Because of the low positive predictive value of RMP resistance results in low prevalence populations, in the United States, confirmatory testing should include prompt DNA sequencing and subsequent phenotypic drug susceptibility testing of cultured isolates. DNA sequencing of direct patient samples (or if not available, isolates) with possible RMP resistance should include genetic loci associated with resistance to RMP (to include rpoB) as well as isoniazid (to include inhA and katG) to assess for multidrug-resistant tuberculosis; rpoB mutations detected by the Xpert MTB/RIF assay might be silent mutations that do not affect RMP susceptibility. DNA sequencing can distinguish silent mutations, which in this context refer to synonymous single nucleotide polymorphisms (also known as sSNPs).


TABLE 2. Analysis of results of SS and NAA testing for infection control in health-care settings involving patients with suspected tuberculosis (TB) — United States, 2013

Results of combinations of SS and NAA testing on a total of at least three specimens, each collected 8–24 hours apart, with one being an early morning specimen

Decisional analysis

SS results

NAA test results

All SS tests are negative.

All NAA tests are negative for the detection of MTBC.

In combination with other requirements,* supports discontinuation of airborne infection isolation (AII) precautions.

At least one SS test is positive.

All NAA tests are negative for the detection of MTBC.

Consistent with presence of NTM; pulmonary or laryngeal TB is unlikely but cannot be excluded, pending culture results and other clinical determinants. Decision to discontinue AII precautions based on evaluation of all clinical information and potential risk for transmission.

At least one SS is positive.

At least one NAA test is positive for the detection of MTBC.

Consistent with pulmonary or laryngeal TB; supports continuation of AII precautions until recommended criteria are met.*

At least one SS is positive.

At least one Xpert MTB/RIF assay is positive for the detection of MTBC and rifampin (RMP) resistance.

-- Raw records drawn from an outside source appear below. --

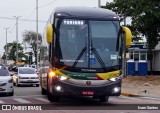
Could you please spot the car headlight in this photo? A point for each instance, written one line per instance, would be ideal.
(115, 79)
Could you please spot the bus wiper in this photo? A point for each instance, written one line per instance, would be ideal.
(79, 56)
(99, 58)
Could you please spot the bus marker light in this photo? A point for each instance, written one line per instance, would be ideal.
(87, 93)
(116, 89)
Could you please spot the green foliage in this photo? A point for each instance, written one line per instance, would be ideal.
(145, 15)
(30, 38)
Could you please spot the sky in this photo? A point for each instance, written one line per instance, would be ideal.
(26, 11)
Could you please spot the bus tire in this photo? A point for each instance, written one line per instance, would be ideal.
(103, 98)
(43, 91)
(52, 98)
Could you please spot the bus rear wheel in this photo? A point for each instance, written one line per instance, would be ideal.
(103, 98)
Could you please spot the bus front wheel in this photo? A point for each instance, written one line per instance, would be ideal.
(52, 98)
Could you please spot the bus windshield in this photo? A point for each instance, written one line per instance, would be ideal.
(86, 43)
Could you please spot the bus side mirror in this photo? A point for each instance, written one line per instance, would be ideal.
(49, 33)
(128, 36)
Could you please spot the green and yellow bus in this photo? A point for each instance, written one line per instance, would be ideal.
(83, 52)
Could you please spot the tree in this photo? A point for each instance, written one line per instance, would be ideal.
(30, 37)
(11, 51)
(145, 15)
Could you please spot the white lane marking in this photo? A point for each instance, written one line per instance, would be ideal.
(21, 100)
(43, 99)
(1, 102)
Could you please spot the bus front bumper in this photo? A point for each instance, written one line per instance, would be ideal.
(64, 88)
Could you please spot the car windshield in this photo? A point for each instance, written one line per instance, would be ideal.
(27, 71)
(4, 72)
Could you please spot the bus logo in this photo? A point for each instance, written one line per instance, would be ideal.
(88, 83)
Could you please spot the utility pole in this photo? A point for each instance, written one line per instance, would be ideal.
(124, 51)
(37, 32)
(17, 17)
(99, 3)
(6, 49)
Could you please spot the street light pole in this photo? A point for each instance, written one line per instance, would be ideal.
(6, 49)
(37, 31)
(99, 3)
(17, 17)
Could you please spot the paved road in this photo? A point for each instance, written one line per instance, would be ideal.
(25, 96)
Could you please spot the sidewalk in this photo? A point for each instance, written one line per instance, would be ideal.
(141, 86)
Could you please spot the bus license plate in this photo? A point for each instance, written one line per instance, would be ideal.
(87, 92)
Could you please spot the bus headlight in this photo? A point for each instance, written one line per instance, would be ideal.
(61, 77)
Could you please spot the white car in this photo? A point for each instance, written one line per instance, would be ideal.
(6, 82)
(25, 76)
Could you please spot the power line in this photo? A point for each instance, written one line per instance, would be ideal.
(47, 4)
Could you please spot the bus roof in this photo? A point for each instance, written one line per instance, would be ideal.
(85, 13)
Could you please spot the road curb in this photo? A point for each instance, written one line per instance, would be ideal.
(129, 94)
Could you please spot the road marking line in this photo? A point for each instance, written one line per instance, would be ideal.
(43, 99)
(21, 100)
(1, 102)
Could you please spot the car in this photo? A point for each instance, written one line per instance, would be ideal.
(6, 82)
(25, 76)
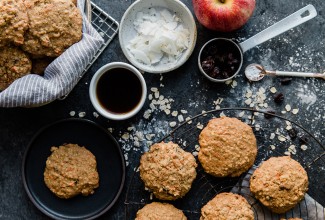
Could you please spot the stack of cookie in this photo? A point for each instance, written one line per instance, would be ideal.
(228, 148)
(33, 33)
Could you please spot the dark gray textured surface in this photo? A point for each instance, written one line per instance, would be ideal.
(301, 49)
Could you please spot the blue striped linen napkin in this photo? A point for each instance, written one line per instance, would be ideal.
(307, 209)
(59, 77)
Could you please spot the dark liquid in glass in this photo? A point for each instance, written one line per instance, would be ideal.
(119, 90)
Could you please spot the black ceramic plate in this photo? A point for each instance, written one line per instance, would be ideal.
(110, 166)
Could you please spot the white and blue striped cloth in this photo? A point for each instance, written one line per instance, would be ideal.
(59, 77)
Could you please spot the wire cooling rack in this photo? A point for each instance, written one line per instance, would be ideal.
(276, 136)
(105, 25)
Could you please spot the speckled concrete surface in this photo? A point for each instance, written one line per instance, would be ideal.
(300, 49)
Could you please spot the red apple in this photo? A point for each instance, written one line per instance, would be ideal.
(223, 15)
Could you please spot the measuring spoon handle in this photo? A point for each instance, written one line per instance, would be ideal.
(306, 13)
(298, 74)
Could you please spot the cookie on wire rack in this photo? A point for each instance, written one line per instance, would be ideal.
(227, 206)
(160, 211)
(167, 170)
(280, 183)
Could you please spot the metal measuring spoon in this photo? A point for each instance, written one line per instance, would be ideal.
(256, 72)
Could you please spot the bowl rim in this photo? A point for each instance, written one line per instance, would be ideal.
(184, 57)
(214, 79)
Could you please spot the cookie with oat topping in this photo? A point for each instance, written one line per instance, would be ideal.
(280, 183)
(55, 25)
(14, 63)
(227, 147)
(167, 170)
(160, 211)
(227, 206)
(13, 22)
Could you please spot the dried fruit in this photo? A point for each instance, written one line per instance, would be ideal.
(279, 98)
(292, 133)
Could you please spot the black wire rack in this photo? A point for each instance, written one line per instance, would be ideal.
(275, 136)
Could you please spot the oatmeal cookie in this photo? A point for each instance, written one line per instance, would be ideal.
(227, 147)
(227, 206)
(167, 170)
(279, 183)
(14, 63)
(160, 211)
(13, 22)
(71, 170)
(54, 26)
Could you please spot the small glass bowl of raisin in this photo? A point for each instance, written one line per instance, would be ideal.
(220, 59)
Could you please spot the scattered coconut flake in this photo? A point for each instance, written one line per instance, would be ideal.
(273, 90)
(295, 111)
(161, 37)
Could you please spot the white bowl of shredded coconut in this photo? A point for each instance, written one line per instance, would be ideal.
(157, 36)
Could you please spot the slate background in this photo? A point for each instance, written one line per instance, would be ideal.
(184, 85)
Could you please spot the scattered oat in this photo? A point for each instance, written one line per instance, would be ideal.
(288, 108)
(248, 101)
(241, 114)
(199, 126)
(180, 118)
(172, 124)
(273, 90)
(281, 138)
(126, 136)
(295, 111)
(174, 113)
(292, 149)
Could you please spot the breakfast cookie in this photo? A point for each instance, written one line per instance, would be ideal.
(227, 147)
(13, 22)
(14, 63)
(71, 170)
(167, 170)
(279, 183)
(227, 206)
(160, 211)
(54, 26)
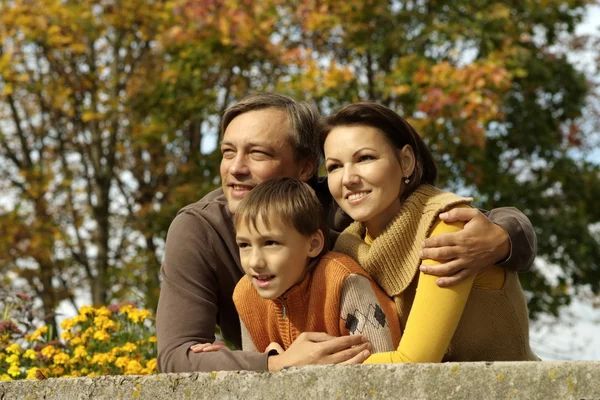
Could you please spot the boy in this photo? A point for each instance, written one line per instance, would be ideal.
(293, 284)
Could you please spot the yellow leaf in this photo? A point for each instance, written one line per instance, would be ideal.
(88, 116)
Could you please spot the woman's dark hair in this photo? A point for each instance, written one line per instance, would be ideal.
(396, 130)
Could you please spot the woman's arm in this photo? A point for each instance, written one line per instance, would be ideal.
(433, 318)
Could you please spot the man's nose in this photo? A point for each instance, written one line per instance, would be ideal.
(239, 165)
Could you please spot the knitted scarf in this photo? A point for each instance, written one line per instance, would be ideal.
(393, 259)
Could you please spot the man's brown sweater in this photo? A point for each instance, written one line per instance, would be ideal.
(202, 266)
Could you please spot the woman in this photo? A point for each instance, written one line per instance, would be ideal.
(381, 174)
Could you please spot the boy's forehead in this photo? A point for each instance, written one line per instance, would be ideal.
(261, 226)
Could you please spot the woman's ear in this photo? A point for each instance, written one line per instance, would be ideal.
(317, 241)
(407, 160)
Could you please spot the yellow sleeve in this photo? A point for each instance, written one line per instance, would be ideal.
(433, 318)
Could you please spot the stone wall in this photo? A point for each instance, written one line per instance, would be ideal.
(524, 380)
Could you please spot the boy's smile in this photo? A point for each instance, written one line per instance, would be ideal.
(275, 257)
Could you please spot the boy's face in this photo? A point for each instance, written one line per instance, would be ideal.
(275, 259)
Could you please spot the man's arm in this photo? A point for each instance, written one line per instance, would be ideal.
(506, 237)
(188, 304)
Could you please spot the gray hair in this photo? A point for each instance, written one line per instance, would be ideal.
(304, 121)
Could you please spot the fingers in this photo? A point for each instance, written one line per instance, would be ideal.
(446, 269)
(439, 254)
(454, 279)
(459, 214)
(357, 359)
(274, 346)
(445, 239)
(339, 344)
(205, 347)
(315, 337)
(353, 355)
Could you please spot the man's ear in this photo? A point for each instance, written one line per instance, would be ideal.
(406, 156)
(317, 241)
(307, 169)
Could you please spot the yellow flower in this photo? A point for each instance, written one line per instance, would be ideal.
(122, 362)
(13, 359)
(37, 334)
(129, 347)
(103, 311)
(151, 366)
(133, 368)
(31, 354)
(80, 352)
(67, 324)
(14, 349)
(31, 373)
(87, 310)
(14, 371)
(48, 351)
(61, 358)
(103, 336)
(103, 322)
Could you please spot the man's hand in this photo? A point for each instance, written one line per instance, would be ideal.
(208, 347)
(321, 348)
(462, 254)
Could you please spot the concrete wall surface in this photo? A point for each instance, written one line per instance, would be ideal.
(498, 380)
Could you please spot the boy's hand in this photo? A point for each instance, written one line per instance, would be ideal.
(321, 348)
(479, 245)
(208, 347)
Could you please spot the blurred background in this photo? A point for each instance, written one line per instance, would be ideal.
(109, 115)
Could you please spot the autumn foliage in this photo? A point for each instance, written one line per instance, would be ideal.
(109, 113)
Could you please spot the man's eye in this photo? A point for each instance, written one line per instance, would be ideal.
(227, 153)
(332, 167)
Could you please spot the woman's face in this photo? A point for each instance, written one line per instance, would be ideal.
(366, 174)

Consistent with suspected pulmonary or laryngeal MDR TB; Xpert MTB/RIF assay rifampin resistance result should be confirmed by rapid DNA sequencing and be accompanied by first and second line growth-based DST; if RMP resistance is confirmed, some infection-control practitioners may choose AII precautions during the entire hospitalization or until culture conversion is documented.*

SS is not available.

At least one NAA test is positive for the detection of MTBC.

Consistent with pulmonary or laryngeal TB; SS needed to contribute to infection control decision making.

All SS are negative.

At least one NAA test is positive for the detection of MTBC.

Consistent with pulmonary TB but less contagious where three SS are negative; may support discontinuation of AII precautions if other criteria for discontinuing AII precautions are met (e.g., patient has received a sufficient duration of effective TB treatment) or patient is housed in setting where risk for transmission is low and treatment is started promptly.

All SS are negative.

At least one Xpert MTB/RIF assay is positive for the detection of MTBC and RMP resistance

Consistent with suspected pulmonary TB but less contagious where three SS are negative; the Xpert MTB/RIF assay rifampin resistance result should be confirmed by rapid DNA sequencing and be accompanied by first and second line growth-based DST; if confirmed as RMP resistant, some infection-control practitioners may choose AII precautions during the entire hospitalization, or until culture conversion is documented.*

Abbreviations: To be consistent with the Xpert MTB/RIF assay package insert, MTB and MTBC = Mycobacterium tuberculosis complex; and RIF and RMP = rifampin. SS = sputum-smear microscopic examination for acid-fast bacilli; NAA = nucleic acid amplification; MTBC = Mycobacterium tuberculosis complex; AII = airborne infection isolation; NTM = nontuberculous mycobacteria; MDR = multidrug-resistant (defined as resistance to at least isoniazid and RMP); DST = drug susceptibility testing.